Une clé du succès de Bronfman durant la Prohibition américaine tenait dans les liens que sa famille avait cultivés avec le crime organisé au temps de la Prohibition canadienne, des liens qui menèrent de nombreux chefs de premier plan du crime organisé aux USA à préférer Bronfman comme partenaire commercial. L’alcool de Bronfman était acheté en grande quantité par de nombreux chefs criminels dont la légende survit encore en Amérique, tels que Charles « Lucky » Luciano, Moe Dalitz, Abner « Longy » Zwillman et Meyer Lansky.

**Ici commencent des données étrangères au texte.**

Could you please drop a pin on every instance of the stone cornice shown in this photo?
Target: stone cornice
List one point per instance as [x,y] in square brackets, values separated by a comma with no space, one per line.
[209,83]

La plupart des associés mafieux de Bronfman du temps de la Prohibition étaient membres de ce qui devint connu sous le nom de Syndicat National du Crime, qu’une enquête sénatoriale des années 1950 portant le nom de Comité Kefauver décrivait comme une confédération dominée par des gangs criminels italo-américains et juifs-américains. Au cours de cette enquête, certains des plus grands noms de la Mafia américaine ont désigné Bronfman comme une figure centrale de leurs opérations de contrebande. La veuve du notoire parrain de la Mafia Meyer Lansky s’est même souvenue de la façon dont Bronfman tenait des dîners somptueux pour son époux.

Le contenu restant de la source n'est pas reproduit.